I have a Kindle tablet. It's handy, good for looking things up, checking social media, an occasional game or two or a surf around the innerwebs for a good read from a fellow writer. And one can download books from the library and read them. I have given this a try here in the last several months. Initially, I just didn’t like it because, well, I didn't want to. After some time, though, I began to see the general attraction. I liked getting novels and philosophy books quickly. The search interface was simple and limited in a good way - less choices and all - and, for a while I felt clever and hip reading Tim O'Brien's visceral Vietnam memoir "The Things They Carried" in such a post-modern way. I read some poetry, which translated well I thought to the blank page the reader could be.
One should be able to hug "To Kill A Mockingbird," drop a tear on the last page of Owen Meany, to close up Narnia in victory as The Last Battle is won. One should have something to desperately clutch as you gasp in horror at Wilfred Owen's "Dulce et Decorum Est" or to caress as you read the words of Dickinsin and Frost. A machine cannot offer such physical assurances nor will it ever make you smile as the cover of Animal Farm or Catcher in the Rye at the used book store - last Tuesday I think it was - makes you remember high school in just one breath.

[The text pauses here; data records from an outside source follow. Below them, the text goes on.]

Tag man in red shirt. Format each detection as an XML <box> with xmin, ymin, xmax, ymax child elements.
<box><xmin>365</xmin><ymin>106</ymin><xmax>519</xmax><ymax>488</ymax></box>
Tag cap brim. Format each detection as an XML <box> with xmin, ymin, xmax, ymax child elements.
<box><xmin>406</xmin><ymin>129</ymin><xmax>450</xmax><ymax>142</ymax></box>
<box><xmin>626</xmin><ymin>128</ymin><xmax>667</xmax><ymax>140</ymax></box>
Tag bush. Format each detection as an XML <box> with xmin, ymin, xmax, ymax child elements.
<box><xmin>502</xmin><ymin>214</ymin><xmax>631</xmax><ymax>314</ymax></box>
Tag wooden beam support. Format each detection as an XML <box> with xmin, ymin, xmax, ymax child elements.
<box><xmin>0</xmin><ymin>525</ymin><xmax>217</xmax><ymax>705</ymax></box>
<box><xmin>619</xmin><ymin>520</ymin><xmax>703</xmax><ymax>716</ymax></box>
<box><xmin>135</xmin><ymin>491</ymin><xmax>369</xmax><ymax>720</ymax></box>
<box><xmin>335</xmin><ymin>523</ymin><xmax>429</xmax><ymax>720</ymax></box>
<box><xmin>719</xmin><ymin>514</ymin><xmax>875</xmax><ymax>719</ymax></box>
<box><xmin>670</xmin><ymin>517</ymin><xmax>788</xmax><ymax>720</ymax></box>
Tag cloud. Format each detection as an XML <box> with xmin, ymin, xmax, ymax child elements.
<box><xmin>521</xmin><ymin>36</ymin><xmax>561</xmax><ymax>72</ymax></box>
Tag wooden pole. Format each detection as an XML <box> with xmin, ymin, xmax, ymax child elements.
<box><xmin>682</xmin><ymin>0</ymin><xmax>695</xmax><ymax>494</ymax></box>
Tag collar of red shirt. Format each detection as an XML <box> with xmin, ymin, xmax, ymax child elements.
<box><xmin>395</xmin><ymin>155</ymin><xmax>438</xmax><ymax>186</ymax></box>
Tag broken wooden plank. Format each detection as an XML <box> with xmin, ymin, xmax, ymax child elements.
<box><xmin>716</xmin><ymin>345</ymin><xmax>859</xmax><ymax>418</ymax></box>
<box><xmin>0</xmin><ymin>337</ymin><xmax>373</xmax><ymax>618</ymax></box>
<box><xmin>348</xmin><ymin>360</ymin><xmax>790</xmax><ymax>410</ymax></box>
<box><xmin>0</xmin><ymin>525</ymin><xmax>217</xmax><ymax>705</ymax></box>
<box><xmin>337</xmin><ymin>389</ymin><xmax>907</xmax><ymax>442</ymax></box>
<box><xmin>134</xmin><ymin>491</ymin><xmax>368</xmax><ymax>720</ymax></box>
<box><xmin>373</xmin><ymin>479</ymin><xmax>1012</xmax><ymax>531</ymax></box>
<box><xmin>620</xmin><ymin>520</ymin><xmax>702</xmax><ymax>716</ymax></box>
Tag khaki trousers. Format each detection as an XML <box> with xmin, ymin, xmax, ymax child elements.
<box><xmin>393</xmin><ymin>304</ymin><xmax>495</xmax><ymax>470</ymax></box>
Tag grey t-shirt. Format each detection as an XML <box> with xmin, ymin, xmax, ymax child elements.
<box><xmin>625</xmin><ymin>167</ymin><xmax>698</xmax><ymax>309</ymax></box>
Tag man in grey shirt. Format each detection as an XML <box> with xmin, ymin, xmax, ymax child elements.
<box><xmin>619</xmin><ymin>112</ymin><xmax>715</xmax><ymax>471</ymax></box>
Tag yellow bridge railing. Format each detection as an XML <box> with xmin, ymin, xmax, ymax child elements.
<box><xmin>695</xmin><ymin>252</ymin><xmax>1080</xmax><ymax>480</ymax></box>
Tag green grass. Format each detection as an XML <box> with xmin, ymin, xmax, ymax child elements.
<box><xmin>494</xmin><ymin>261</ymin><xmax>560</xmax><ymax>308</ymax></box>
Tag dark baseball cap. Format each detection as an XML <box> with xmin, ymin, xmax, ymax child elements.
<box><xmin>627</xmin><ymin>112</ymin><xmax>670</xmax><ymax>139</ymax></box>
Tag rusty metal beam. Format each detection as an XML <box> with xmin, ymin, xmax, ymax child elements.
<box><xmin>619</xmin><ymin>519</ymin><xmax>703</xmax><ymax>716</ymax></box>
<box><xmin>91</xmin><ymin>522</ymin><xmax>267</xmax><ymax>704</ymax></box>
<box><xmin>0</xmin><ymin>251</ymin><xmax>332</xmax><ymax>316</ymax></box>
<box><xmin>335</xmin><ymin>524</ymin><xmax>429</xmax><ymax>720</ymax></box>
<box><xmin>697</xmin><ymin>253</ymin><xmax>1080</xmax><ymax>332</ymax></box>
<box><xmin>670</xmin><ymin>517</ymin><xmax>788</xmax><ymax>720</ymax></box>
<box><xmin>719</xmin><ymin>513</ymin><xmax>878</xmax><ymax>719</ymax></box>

So, the books pile up and wait. Here is a stack my brother sent me, books I'd read as a child, sitting on my work/music, uh, bench, waiting to be found:
"Churchmouse Stories" is unforgettable, so sweet and naive, and, two books down, "The Battle of Gettysburg," showed me the despair and suffering of war and led to Lincoln and Whitman and Woody and Dylan and Homer. That book, that thing.
This is the shelf next to my desk, a few favorites, odds and ends, Shakespeare, Narnia, Sherlock, "The Rag and Bone Shop of the Heart," a signed Owen Meany, Oz. And a dulcimer...

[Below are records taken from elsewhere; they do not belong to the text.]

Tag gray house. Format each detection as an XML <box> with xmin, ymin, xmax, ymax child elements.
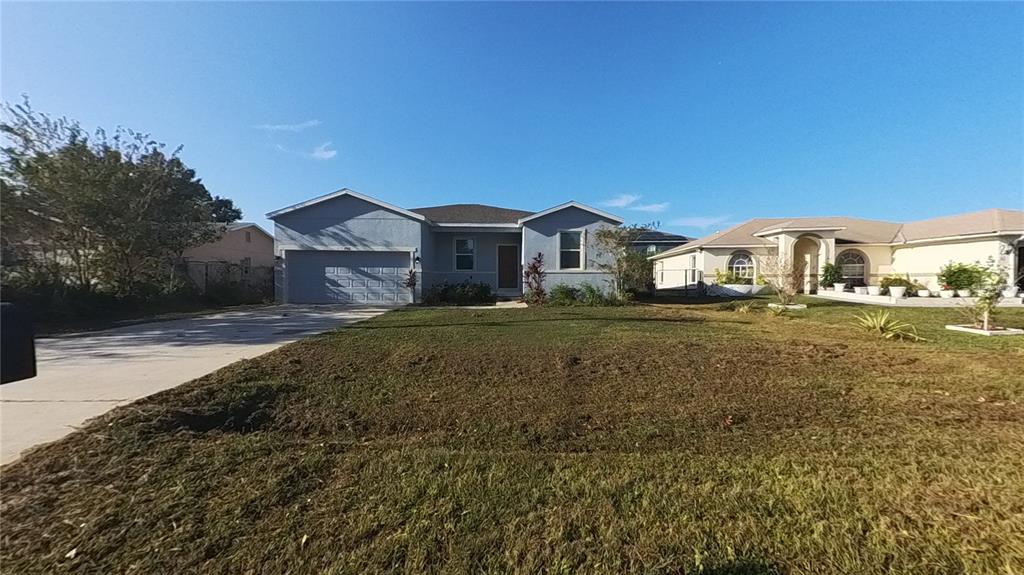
<box><xmin>267</xmin><ymin>189</ymin><xmax>624</xmax><ymax>304</ymax></box>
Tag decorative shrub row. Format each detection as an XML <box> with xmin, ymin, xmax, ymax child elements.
<box><xmin>421</xmin><ymin>281</ymin><xmax>496</xmax><ymax>306</ymax></box>
<box><xmin>546</xmin><ymin>283</ymin><xmax>628</xmax><ymax>307</ymax></box>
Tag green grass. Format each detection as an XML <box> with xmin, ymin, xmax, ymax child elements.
<box><xmin>2</xmin><ymin>301</ymin><xmax>1023</xmax><ymax>573</ymax></box>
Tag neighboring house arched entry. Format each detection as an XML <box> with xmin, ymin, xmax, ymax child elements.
<box><xmin>792</xmin><ymin>236</ymin><xmax>820</xmax><ymax>293</ymax></box>
<box><xmin>836</xmin><ymin>249</ymin><xmax>869</xmax><ymax>287</ymax></box>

Down there on the bottom two shelves are a set of Harvard Classics, fifty books of importance as decided in 1920. There is a long and satisfying story to tell about them, but, I haven't time right now and it may go untold. The milk grate is full of the memories I have already shared here - "the keeper box."
Yes, those are guard-Furbees, motion sensitive and irritable. It's perfect, isn't it?
One last pile comes to mind. Ever-present, right there in front of the television, with delicious irony, a pile of the boys library books waits to be read, returned or traded for a new series, a new place - a new thing - to be remembered:
We have littered the boys childhood with books, piled thick and scattered randomly or purposefully, and we will continue to do so and hopefully they will never be far from a stack of books, a pile of dreams.
Truly, would this image seem as nearly as tender if we were all staring a Kindle?
Or this one as iconic?
I don't come to bury the tablet readers or suggest their unworthiness as a replacement for our books (actually, I do), but merely to remind you, us, of those books that, so long ago, sprang from our hands and into our memories.
Something a kid said to Marci:
"Mom, you could be a saint ... I'd vote for you."
It's true, I think you vote once a day, forever...
I might, or more likely not, follow this up with a few other technologies I see not serving us, especially these beautiful boys, as well as their antecedent. For now, though, thanks for coming around.